Juste pour avoir la possibilité d’être invité à Davos, vous devez être invité à devenir membre du Forum économique mondial (sic…).

Il ya plusieurs niveaux d’adhésion: le niveau de base, qui vous permet d’obtenir une invitation à Davos, les frais de 50.000 francs suisses, soit environ $ 52,000. Le billet lui-même est un autre 18.000 francs suisses (19.000 $), taxes en sus, ce qui porte le coût total des frais d’adhésion et l’entrée de 71.000 $.

Mais cette taxe est juste un avant gout avec l’entrée à toutes les séances générales. Si vous voulez être invité derrière la corde de velours pour participer à des entrevues privées avec vos pairs, vous avez besoin d’atteindre le niveau des « industries associée »: cela coûte 137.000 $, plus le prix du billet, portant le total à environ $ 156,000.

Bien sûr, la plupart des dirigeants n’aiment pas se déplacer en solitaires, ils peuvent alors demander à un collègue de venir.
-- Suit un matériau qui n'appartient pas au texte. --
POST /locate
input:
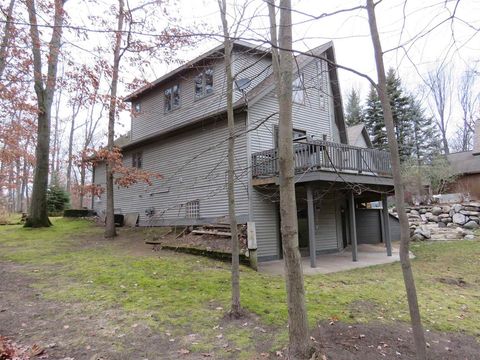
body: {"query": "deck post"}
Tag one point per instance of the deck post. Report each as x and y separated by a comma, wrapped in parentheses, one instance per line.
(311, 226)
(386, 225)
(353, 225)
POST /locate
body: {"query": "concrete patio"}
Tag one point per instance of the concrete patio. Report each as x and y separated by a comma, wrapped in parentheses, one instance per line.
(368, 255)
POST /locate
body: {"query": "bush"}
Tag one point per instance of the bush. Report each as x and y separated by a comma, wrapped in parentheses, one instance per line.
(79, 213)
(57, 200)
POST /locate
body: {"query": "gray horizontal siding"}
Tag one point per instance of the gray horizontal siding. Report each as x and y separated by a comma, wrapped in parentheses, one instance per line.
(326, 225)
(193, 166)
(315, 116)
(265, 216)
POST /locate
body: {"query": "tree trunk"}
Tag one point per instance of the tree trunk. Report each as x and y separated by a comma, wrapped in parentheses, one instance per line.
(418, 334)
(44, 90)
(110, 231)
(283, 64)
(235, 309)
(6, 37)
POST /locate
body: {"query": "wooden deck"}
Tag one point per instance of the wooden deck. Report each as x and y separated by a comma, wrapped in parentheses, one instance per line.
(324, 156)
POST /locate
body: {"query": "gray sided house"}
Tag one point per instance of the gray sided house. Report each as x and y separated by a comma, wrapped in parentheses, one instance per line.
(179, 130)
Eh bien, le Forum économique mondial ne vous laissera pas juste acheter un billet supplémentaire pour 19.000 $. Au lieu de cela, vous devez mettre à jour votre adhésion annuelle au niveau de l’ «Industry Partner » . Cela vous coûtera environ $ 263,000, plus le coût de deux billets, portant le total à 301.000 $.
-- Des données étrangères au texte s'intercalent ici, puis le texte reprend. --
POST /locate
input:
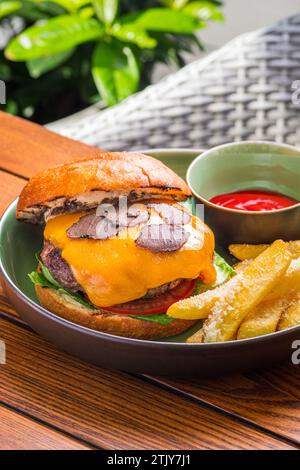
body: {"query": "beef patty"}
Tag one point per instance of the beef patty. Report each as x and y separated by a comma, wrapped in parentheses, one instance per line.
(63, 273)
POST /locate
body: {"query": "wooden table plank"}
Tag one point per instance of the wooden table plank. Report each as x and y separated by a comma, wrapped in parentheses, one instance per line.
(249, 398)
(26, 148)
(21, 433)
(11, 187)
(111, 409)
(256, 397)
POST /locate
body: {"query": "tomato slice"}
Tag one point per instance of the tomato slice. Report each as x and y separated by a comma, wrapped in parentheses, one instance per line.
(155, 305)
Et si vous voulez venir avec plusieurs collègues? Par exemple, cinq personnes? Maintenant, vous parlez alors de « partenaire stratégique » . Le prix: 527.000 $. (C’est juste la cotisation annuelle qui donne droit à pas moins de cinq invitations. Chaque invitation est encore de 19.000 dollars chacun, pour cinq personnes, c’est donc 95.000 $, ce qui rend le total de $ 622.000.) Cette année, tous les partenaires stratégiques sont nécessaires pour inviter au moins un femme ainsi que dans un effort pour diversifier la liste des participants.

Dans le cadre du niveau de partenariat stratégique, vous avez accès à des séances privées ainsi que des salles de conférence spéciale à tenir des réunions. Et peut-être le plus grand avantage de tous, voiture personnelle avec chauffeur qui vient vous chercher directement devant la porte.
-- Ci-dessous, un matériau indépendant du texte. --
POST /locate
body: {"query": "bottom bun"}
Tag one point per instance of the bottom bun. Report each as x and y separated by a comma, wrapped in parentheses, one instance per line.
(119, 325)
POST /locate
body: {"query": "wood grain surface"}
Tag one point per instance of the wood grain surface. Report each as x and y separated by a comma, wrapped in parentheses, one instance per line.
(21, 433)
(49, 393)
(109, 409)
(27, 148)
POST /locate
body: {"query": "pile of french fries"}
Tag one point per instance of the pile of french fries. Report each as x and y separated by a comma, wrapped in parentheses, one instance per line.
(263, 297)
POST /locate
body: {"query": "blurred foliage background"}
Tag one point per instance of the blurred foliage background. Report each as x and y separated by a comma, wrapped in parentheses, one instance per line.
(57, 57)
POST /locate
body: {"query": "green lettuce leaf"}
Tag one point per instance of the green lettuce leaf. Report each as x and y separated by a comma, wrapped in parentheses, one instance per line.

À l’heure actuelle, le forum dit qu’il n’accepte pas de demandes pour devenir un partenaire stratégique à moins que la société ne soit de la Chine ou de l’Inde et elle doit être une des 250 plus grande dans le monde.

Source et article en entier (et en anglais): le New York Times

Adhérer au sommet de Davos ne vous limite de plus pas seulement à ce sommet mais vous permet de rejoindre plusieurs autres sommets organisés autour de la planète. Bon, on a vu que cela coute cher, très cher même, et cela sans compter l’hébergement, le transport, les repas, etc…Non, ce que vous avez payé, c’est juste pour « le droit d’entré ».

Mais tout ceci n’explique pas vraiment le titre du sujet car notre petit copain le présidentiable (et oui 2012 arrive et sarkomencera si on a pas de chance…) a piqué une colère justifiée, quelqu’un est venu lui donner des conseils, et ce quelqu’un n’a aucun conseil à donner, vraiment aucun! Il s’agit de Jamie Dimon, grosse tête de Wall street et PDG de la JPMorgan, rien que cela, bref, un bankster dans toute sa splendeur qui vient donner des leçons d’économie. A ce moment là, Sarko était sur scène pendant que Jamie était en coulisse, attendant une entrevue avec notre cher président pour lui expliquer pourquoi les banques ont besoin de bons politiciens pouvant  faire de la « bonne politique » quand il s’agit de changement de la réglementation.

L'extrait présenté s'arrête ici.